Analysts have warned that the struggle could lead to more violent attacks that will kill more people in a seven-year-old Muslim uprising started by Boko Haram that has killed more than 20,000 people, forced 2.6 million from their homes and spread to neighboring states.
The Islamic State’s West Africa Province annihilated “a convoy of the African Coalition crusader forces” in the town of Malam Fatori, the SITE Intelligence Group reported, translating an Islamic State communique posted on social media.
There was no way to independently verify the claim and no word from Nigeria’s military late on Tuesday night.
Eighteen people were killed on Sunday and Monday, when insurgents ambushed another convoy, gunned down Christians leaving a Sunday church service, and beheaded a village head and his son.
No one has claimed responsibility for the earlier attacks.

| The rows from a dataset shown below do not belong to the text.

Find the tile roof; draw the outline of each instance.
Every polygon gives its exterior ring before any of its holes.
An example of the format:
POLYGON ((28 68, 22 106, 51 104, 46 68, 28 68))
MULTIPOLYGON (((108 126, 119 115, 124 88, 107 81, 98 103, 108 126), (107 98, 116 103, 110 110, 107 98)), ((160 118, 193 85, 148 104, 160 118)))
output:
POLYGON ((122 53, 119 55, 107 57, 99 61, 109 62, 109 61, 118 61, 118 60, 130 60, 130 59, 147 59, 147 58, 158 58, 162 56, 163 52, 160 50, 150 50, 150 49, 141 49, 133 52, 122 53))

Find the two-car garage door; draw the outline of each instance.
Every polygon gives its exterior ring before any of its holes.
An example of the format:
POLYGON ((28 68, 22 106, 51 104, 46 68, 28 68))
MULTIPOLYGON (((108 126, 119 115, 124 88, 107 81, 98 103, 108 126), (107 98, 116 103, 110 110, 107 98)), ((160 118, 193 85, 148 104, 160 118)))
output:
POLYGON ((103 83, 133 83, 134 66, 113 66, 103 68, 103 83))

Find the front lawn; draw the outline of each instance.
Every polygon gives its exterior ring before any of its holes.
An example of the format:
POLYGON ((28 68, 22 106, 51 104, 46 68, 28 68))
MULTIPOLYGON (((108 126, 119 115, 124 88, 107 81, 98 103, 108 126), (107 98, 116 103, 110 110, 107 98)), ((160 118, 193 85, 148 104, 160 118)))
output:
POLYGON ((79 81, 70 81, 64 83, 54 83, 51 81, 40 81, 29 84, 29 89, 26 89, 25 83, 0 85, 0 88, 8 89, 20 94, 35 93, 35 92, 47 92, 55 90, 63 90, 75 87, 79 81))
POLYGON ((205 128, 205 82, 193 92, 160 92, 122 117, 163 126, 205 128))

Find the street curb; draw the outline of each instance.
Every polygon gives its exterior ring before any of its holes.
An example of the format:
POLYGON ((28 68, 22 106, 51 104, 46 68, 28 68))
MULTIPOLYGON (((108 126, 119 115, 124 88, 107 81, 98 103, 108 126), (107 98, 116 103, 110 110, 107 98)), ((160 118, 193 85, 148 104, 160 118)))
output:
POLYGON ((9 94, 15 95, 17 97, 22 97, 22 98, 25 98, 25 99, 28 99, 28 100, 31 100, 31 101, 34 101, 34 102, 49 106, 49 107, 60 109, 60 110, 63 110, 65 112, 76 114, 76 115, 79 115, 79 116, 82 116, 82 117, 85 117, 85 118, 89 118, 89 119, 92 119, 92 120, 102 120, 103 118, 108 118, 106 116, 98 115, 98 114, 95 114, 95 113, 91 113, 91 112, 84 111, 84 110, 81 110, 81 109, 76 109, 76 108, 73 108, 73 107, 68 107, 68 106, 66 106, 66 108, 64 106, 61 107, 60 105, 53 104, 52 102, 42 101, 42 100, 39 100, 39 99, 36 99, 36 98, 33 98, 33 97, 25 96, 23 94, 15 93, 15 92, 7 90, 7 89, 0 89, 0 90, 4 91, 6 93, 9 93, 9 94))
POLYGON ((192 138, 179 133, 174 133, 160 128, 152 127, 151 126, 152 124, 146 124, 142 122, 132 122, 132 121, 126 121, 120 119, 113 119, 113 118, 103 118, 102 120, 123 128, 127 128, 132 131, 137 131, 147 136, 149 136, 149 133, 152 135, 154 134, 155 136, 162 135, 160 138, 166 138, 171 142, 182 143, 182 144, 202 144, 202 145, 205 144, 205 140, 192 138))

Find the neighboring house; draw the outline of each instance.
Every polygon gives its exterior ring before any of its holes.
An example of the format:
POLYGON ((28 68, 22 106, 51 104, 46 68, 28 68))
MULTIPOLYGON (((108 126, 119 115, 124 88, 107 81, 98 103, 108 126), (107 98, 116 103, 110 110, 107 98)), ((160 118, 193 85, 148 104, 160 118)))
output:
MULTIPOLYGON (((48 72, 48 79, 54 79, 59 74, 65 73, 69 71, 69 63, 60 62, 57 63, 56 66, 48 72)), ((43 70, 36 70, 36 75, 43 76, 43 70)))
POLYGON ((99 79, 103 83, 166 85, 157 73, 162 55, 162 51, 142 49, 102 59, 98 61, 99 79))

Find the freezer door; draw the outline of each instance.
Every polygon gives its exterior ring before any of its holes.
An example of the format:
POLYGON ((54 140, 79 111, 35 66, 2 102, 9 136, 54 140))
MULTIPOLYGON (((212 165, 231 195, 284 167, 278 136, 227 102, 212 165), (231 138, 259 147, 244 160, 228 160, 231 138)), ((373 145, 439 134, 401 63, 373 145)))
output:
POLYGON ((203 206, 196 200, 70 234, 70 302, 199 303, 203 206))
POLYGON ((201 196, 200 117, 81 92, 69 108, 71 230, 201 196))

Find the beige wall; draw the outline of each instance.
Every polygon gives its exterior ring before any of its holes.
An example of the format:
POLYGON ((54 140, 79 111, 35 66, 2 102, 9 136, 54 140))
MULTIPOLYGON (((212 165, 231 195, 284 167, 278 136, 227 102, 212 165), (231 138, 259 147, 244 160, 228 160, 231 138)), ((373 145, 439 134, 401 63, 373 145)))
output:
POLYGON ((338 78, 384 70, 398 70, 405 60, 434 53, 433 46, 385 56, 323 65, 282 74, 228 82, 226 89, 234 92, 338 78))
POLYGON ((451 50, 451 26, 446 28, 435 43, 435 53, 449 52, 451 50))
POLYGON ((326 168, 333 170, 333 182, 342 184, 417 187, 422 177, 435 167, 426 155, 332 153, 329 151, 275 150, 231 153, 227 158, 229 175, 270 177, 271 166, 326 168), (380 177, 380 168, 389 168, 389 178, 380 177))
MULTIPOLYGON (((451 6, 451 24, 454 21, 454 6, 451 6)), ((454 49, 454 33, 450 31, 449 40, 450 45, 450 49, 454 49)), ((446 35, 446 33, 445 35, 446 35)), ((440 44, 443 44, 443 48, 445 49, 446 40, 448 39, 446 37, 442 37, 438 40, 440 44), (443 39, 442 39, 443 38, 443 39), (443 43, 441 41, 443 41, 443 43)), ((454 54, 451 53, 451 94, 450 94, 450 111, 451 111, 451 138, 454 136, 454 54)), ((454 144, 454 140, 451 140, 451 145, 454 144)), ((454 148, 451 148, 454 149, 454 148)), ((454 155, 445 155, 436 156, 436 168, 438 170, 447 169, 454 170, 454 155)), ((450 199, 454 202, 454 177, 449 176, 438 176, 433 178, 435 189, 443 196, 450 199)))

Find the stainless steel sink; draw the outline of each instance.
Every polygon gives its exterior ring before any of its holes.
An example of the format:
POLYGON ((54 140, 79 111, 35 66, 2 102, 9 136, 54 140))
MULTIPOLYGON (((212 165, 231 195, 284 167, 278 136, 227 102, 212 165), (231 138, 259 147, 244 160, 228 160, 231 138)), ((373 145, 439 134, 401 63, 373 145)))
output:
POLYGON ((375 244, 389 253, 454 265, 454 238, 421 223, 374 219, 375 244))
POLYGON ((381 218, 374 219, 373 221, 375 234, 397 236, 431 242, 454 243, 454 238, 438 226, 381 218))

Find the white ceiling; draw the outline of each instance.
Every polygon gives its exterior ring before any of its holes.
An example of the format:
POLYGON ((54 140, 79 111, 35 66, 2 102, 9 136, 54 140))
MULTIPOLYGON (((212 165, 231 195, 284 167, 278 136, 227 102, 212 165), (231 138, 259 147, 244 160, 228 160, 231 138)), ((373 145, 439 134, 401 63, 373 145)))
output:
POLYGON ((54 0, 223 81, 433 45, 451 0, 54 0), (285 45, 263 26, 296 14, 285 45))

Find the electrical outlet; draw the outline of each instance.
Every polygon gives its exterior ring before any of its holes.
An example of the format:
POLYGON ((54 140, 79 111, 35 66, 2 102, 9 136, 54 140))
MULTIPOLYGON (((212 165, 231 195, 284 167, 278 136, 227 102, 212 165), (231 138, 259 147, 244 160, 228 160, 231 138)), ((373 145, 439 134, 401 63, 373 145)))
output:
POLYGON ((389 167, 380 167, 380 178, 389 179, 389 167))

Tuesday’s was the first Nigeria attack claimed by the Islamic State since last month, when it named a new caliph in Nigeria and provoked a struggle with the long-time leader of Boko Haram, Abubakar Shekau.
Shekau last year pledged Boko Haram’s allegiance to the Islamic State, giving it its first sub-Saharan franchise.
The Islamic State said it replaced Shekau last month, in a dispute that revolved around his indiscriminate killings of Muslims.
Many more Muslims than Christians have been killed in attacks targeting mosques, churches, marketplaces and schools.
Tuesday’s Islamic State communique did not say when the convoy was attacked, but claimed it “resulted in killing more than 40 and wounding dozens” of troops from Nigeria and neighboring countries.
The multinational force is also battling Nigeria’s homegrown Muslim insurgents, who have spread their extremist uprising to Chad, Cameroon and Niger.
Analysts from IHS Jane’s Terrorism and Insurgency Centre warned the recent lull and drop in fatalities would likely be followed by increased cross-border attacks.
Due to the leadership struggle, Shekau has reverted to the old name for his group, Jama’atu Ahlis Sunna Lidda’awati wal-Jihad, meaning “People committed to the propagation of the Prophet’s teachings and jihad.”
It is commonly called Boko Haram, a nickname that means “Western education is forbidden or evil.”